The laser structuring of electrodes has been proposed as one of the ways to overcome the structure issue of LIBs. In this paper, grooves are produced on LiFePO₄ cathodes by a nanosecond laser. The effect of fluence and the number of passes on the morphology of the grooves is investigated. In addition, the three ablation phenomena, partial ablation, full ablation, and excessive ablation, are identified together with the input laser parameters. To evaluate process efficiency, the AMR and MRR are analyzed. This study is summarized as follows:

• The groove in electrodes is formed widely and deeply as the fluence and the number of passes increase. The maximum aspect ratio of 1.58 is achieved at three passes and a fluence of 0.86 $\mathrm{J}/{\mathrm{cm}}^2$, increasing the surface area by approximately 10% more than that of unstructured electrodes.

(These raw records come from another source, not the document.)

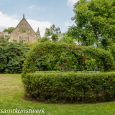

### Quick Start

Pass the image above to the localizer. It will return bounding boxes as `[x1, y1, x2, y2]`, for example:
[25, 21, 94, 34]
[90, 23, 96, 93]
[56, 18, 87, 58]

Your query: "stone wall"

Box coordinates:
[9, 17, 38, 43]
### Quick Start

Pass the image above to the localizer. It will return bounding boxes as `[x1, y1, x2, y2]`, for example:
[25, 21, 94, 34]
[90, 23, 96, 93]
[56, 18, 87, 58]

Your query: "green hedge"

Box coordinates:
[23, 43, 114, 73]
[22, 72, 115, 103]
[0, 41, 30, 73]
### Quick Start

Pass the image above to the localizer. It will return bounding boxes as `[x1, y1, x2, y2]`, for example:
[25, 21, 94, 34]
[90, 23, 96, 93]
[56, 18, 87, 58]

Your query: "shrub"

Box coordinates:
[22, 72, 115, 103]
[23, 43, 114, 73]
[0, 42, 30, 73]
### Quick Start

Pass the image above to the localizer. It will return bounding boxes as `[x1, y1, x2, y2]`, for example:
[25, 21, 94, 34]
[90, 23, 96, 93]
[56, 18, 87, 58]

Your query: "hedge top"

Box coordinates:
[23, 43, 114, 74]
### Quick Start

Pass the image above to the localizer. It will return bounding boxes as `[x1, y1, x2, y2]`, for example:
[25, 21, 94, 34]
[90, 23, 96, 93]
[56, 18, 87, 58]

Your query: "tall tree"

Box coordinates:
[45, 24, 61, 42]
[68, 0, 115, 49]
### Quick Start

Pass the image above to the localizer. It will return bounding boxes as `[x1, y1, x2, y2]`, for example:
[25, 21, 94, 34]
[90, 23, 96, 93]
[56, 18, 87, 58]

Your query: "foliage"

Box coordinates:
[23, 42, 114, 73]
[3, 27, 15, 34]
[45, 24, 61, 42]
[0, 41, 30, 73]
[22, 72, 115, 103]
[39, 37, 51, 42]
[59, 33, 74, 43]
[0, 74, 115, 115]
[67, 0, 115, 49]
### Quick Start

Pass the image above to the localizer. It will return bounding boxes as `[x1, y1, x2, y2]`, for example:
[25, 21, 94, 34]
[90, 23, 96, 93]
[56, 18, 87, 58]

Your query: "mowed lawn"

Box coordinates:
[0, 74, 115, 115]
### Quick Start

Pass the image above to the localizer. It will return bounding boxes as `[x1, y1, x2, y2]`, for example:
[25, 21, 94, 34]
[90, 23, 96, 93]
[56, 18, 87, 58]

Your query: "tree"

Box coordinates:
[68, 0, 115, 49]
[3, 27, 15, 34]
[45, 24, 61, 42]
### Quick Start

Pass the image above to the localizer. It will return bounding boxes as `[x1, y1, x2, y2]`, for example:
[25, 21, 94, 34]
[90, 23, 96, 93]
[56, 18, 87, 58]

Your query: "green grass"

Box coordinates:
[0, 74, 115, 115]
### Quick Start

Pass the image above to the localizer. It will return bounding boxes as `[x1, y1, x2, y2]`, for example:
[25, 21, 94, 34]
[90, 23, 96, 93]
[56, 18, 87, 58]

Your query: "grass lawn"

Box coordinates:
[0, 74, 115, 115]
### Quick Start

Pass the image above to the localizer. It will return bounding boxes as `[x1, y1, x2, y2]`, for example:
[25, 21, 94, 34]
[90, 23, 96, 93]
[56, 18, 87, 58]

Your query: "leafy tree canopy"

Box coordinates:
[45, 24, 61, 42]
[67, 0, 115, 49]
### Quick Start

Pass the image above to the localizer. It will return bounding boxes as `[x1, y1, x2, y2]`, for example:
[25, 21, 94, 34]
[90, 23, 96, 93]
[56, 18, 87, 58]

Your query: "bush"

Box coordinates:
[22, 72, 115, 103]
[0, 41, 30, 73]
[23, 43, 114, 73]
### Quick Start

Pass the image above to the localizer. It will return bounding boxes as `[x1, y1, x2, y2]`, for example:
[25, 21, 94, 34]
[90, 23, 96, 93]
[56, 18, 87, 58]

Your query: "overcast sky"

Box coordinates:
[0, 0, 79, 36]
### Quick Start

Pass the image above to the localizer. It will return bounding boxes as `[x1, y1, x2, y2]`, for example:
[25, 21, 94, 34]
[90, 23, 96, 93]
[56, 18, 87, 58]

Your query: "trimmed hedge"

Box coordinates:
[0, 41, 30, 73]
[23, 43, 114, 73]
[22, 72, 115, 103]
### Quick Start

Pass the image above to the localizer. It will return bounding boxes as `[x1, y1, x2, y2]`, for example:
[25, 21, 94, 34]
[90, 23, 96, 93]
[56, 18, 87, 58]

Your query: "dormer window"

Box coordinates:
[22, 30, 26, 33]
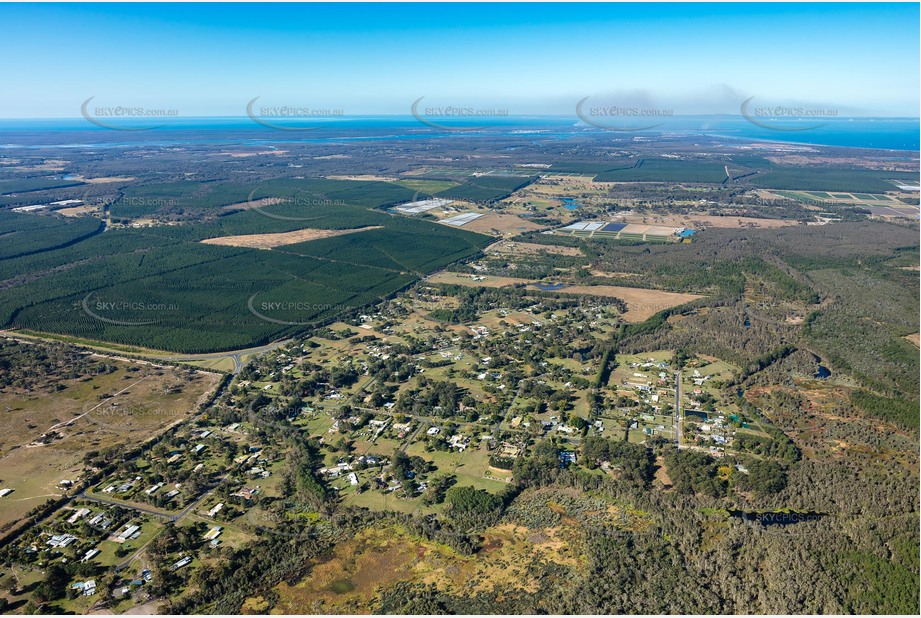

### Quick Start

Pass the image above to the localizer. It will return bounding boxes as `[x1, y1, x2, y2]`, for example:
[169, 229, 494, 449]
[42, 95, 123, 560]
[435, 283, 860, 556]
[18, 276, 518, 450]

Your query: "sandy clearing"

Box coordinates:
[460, 214, 546, 234]
[202, 225, 381, 249]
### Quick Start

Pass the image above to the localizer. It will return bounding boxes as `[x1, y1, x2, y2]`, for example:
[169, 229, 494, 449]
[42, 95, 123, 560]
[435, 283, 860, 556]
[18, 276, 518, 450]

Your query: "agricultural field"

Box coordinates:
[427, 272, 701, 322]
[435, 175, 534, 203]
[0, 181, 489, 353]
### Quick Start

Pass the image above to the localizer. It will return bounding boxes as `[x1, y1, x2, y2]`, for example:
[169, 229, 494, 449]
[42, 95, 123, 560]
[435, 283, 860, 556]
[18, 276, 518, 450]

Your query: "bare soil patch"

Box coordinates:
[202, 226, 380, 249]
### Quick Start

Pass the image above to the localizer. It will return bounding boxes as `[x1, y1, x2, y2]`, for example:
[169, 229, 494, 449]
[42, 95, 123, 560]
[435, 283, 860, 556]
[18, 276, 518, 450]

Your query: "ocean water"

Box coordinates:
[0, 115, 921, 152]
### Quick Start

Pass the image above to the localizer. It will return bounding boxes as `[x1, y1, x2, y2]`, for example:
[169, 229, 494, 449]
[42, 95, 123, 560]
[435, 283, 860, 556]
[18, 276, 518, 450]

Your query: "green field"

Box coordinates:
[436, 176, 534, 202]
[0, 177, 83, 195]
[0, 180, 489, 352]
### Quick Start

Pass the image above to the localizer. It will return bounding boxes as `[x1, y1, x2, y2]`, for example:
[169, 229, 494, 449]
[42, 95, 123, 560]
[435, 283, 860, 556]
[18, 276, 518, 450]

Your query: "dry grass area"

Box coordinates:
[202, 225, 380, 249]
[625, 213, 799, 230]
[544, 285, 702, 322]
[0, 355, 221, 527]
[83, 176, 134, 185]
[260, 524, 582, 614]
[55, 206, 99, 217]
[426, 272, 534, 288]
[326, 174, 399, 182]
[486, 241, 582, 256]
[221, 197, 288, 210]
[461, 214, 546, 236]
[428, 272, 702, 322]
[221, 150, 288, 159]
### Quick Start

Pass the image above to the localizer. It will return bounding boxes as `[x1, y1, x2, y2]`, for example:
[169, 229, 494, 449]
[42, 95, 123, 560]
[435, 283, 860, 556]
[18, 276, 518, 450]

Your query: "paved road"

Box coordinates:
[675, 371, 682, 448]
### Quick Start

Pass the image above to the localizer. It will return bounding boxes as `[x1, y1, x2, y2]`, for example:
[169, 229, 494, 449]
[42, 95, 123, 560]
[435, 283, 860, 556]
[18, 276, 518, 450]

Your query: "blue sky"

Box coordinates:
[0, 3, 921, 118]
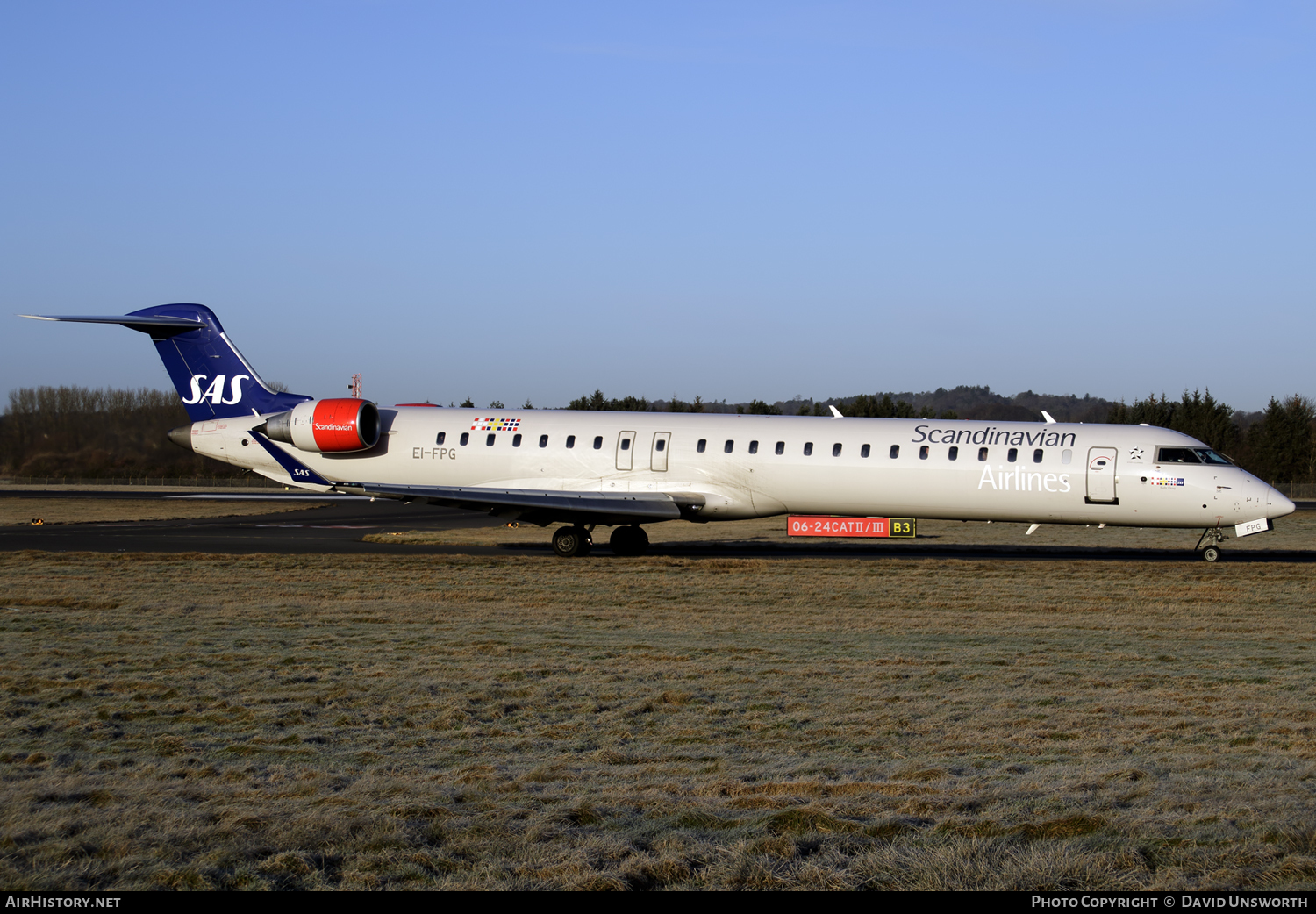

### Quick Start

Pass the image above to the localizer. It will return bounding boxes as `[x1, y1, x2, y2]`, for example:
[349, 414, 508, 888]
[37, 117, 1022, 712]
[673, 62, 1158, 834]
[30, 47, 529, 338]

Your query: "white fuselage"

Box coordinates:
[192, 406, 1294, 527]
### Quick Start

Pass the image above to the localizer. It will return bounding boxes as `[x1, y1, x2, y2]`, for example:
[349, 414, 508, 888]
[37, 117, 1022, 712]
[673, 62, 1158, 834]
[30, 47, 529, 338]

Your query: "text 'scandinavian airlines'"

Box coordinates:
[25, 305, 1294, 561]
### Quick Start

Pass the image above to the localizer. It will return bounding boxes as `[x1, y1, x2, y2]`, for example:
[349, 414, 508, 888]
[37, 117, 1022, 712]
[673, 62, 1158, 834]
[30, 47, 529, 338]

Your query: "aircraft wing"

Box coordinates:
[336, 482, 704, 524]
[250, 430, 704, 525]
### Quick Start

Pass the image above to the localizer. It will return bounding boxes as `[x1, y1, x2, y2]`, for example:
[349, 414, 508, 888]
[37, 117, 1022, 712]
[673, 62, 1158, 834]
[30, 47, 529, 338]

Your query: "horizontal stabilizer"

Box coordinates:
[18, 314, 205, 332]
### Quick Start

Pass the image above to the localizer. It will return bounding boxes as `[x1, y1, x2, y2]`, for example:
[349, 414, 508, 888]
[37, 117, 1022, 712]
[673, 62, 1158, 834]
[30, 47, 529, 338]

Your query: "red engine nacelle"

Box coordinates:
[265, 397, 379, 453]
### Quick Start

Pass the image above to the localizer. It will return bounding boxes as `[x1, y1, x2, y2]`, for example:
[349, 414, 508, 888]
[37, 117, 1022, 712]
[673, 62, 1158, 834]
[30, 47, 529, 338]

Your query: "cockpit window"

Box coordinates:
[1155, 447, 1202, 463]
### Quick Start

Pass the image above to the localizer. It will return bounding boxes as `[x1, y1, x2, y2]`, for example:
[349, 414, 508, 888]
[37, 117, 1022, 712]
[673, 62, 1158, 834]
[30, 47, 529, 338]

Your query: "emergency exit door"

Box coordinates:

• When increasing the number of passes with a relatively low fluence of 0.86$\mathrm{J}/{\mathrm{cm}}^2$, it is easy to form a groove with a high aspect ratio. On the other hand, as multi-pass with a relatively high fluence of 5.38 $\mathrm{J}/{\mathrm{cm}}^2$ is applied, a groove with a lower aspect ratio is formed and the current collector is damaged.
• The ranges of the aluminum content which are detected in partial ablation, full ablation, and excessive ablation are from 2.75% to 4.95%, from 13.55% to 63.59%, and 77.04% and more, respectively. As the laser scan increases, excessive ablation occurs with relatively low fluence.
• The higher fluence and multi-pass lead to more reduced active material during laser structuring. The MRR is significantly different according to the combination of fluence and the number of passes. Considering both the AMR and MRR at the same time, low fluence and multi-pass in the laser structuring of electrodes are assumed to be effective.

Consequently, it is assumed that applying multi-pass in low fluence will be advantageous to achieve a high aspect ratio, a relatively low amount of material removal, and high processing efficiency. As the future works of this study, battery performance tests on rate capability will be conducted.